Börsen bleiben anfällig

Nach einer starken zweimonatigen Hausse wurden die Börsen im Februar kalt geduscht. Auslöser waren in erster Linie die Ungewissheiten rund um die Wahlen in Italien, an denen sich schon im Vorfeld ein knappes Ergebnis abgezeichnet hatte.

Drucken
Teilen

Nach einer starken zweimonatigen Hausse wurden die Börsen im Februar kalt geduscht. Auslöser waren in erster Linie die Ungewissheiten rund um die Wahlen in Italien, an denen sich schon im Vorfeld ein knappes Ergebnis abgezeichnet hatte. Entsprechend litten die europäischen Aktien am stärksten, und die Risikoprämien zwischen deutschen und italienischen sowie spanischen Zinsen weiteten sich aus.

Wie weiter in Italien?

Das Patt zwischen den beiden Kammern im italienischen Parlament verspricht eine Phase erhöhter politischer Instabilität. Dies birgt das Risiko, dass die Zinsen für Staatsanleihen in Italien wie im vergangenen Sommer wieder auf das als langfristig untragbare Niveau von gegen 6% steigen. Zwar hat die Europäische Zentralbank versprochen, gegen solche Exzesse mit unbegrenzten Mitteln zu intervenieren. Voraussetzung dazu ist allerdings ein Programm mit dem Europäischen Stabilitätsmechanismus (ESM). In diesem Programm müssen konkrete Pläne zur Sanierung der Staatsfinanzen und zu wirtschaftspolitischen Reformen vereinbart werden. Nach dem Votum gegen Austerität (Sparpolitik) dürfte sich eine Einigung mit dem ESM indessen schwierig gestalten.

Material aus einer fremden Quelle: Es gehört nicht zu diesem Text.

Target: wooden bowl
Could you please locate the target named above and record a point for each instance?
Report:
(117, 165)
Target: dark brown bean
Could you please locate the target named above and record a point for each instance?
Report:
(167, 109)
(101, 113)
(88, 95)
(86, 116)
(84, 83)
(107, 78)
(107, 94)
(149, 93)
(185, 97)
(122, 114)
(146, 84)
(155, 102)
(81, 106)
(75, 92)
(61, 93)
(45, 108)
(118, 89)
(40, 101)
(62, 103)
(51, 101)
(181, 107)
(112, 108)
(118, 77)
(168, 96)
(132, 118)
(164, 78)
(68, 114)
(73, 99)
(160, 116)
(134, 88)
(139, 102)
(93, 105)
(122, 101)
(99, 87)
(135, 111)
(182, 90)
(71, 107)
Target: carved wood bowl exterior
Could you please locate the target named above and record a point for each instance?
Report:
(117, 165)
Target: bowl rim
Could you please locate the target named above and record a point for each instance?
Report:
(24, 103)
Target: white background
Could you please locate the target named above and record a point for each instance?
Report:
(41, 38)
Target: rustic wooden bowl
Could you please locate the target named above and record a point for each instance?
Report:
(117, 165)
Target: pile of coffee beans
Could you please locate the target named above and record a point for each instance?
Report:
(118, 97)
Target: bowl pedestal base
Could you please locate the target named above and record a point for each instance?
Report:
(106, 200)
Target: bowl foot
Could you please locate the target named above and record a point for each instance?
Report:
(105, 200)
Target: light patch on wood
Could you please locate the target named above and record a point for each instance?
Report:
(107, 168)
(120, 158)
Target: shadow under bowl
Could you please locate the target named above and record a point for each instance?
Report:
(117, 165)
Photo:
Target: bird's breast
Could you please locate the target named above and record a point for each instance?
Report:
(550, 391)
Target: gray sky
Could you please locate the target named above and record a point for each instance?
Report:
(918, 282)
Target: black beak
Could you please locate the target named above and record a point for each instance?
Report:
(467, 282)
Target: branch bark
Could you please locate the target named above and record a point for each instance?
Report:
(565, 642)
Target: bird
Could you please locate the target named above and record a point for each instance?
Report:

Portion Austerität für die USA

Eine zweite Belastung für die Finanzmärkte sind die proportionalen Budgetkürzungen in den USA, die per Anfang Monat in Kraft getreten sind. Von den Kürzungen ausgenommen sind die Sozialversicherungen. Die Ausgabenschnitte machen immerhin 0,5% der Wirtschaftsleistung aus. Dies, nachdem schon Anfang Jahr Sparmassnahmen im Umfang von über 2% der Wirtschaftsleistung beschlossen worden waren.

Sorgen auch in China

Das Wirtschaftswachstum wird darunter in den nächsten Quartalen leiden. Die US-Börse zeigte sich aber wenig beeindruckt von dieser beinahe europäischen Fiskalpolitik. Zum einen hatte sich ein solches Ergebnis schon abgezeichnet. Zum anderen kamen aus der US-Wirtschaft jüngst ermutigende Signale. Falls keine Einigung punkto Schuldengrenze gelingt, drohen im Mai jedoch weitere Ausgabenkürzungen.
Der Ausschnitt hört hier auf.